One of the greatest lesson history offers is that, in every crisis, there is an opportunity to be sought. Any crisis, be it a financial, health or economic crisis, brings about innovation and collaboration as individuals work together to seek solutions. In fact, Covid-19 serves a good epitome of this as individuals and corporate are constantly seeking new ways of doing business.
The uncertainty created by Covid-19 however, including the loss of life, has led stock markets across the globe to hit record-lows if not to a standstill (stock market halt). This, however, translates into an opportunity for investors and speculators to buy stocks, specifically shares, at lower prices. Of note though, is that cheap is not always good. Nonetheless, investing in shares is a good way to build wealth and realise higher returns.
It is sufficient to note that investing involves some level of risk, either low, moderate, or high risks. Thus, unlike saving money in the bank, there is no guarantee that investing money in the stock market would yield any positive gains. Therefore, it is important for one to practice emotional intelligence when venturing into the stock market.
Some of the factors to consider when buying company shares include: the company’s debt trajectory, revenue projection, going concern, management or leadership, turnaround strategy, annual financial statements and return on invested capital. Likewise, there are a number of external factors that affect a company’s share price including malicious news, interest rates, economic downfalls, and natural disasters e.g. Covid-19.
There are also questions that one needs to answer before buying a company’s share: which type of products or services is the holding company or its subsidiaries providing? Are they in demand today? Will they still be in demand ten years from now?
It should be clear however, that ownership does not imply control. When an individual buys shares in a listed company, they own a fraction of the company’s value. Therefore, this does not mean they control or can influence the day to day operations of the company. Depending on the type of shares, a shareholder may have voting rights.

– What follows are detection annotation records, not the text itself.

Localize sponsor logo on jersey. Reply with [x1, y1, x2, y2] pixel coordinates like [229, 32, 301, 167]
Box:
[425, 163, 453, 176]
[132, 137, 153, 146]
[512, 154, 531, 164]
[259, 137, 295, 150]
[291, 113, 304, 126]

Also, one needs to be clear about their intentions, whether they want to be an investor or speculator. An investor in this regard, is someone who buys shares with the intent to invest in a company for the long run. A speculator on the other hand, is an individual who buys and sell shares daily for short run gains without proper analysis of the company’s financial wellness.
There are several platforms/brokers one can use to buy and sell shares on the the Johannesburg Stock Exchange (JSE) such Easy Equities, among others. Some company shares are below R1 while others range between R1 and R3000. It all depends on affordability and risk appetite. To begin buying shares through Easy Equities, one needs to register an account on their website and have their account Fica’d. There are many other platforms/brokers, Easy Equities is only chosen on the basis of familiarity.
Special thanks to Cassius Munyai and Tony Matlasedi for their contributions.
*Disclaimer: this article does not constitute financial advice. It is only a personal opinion.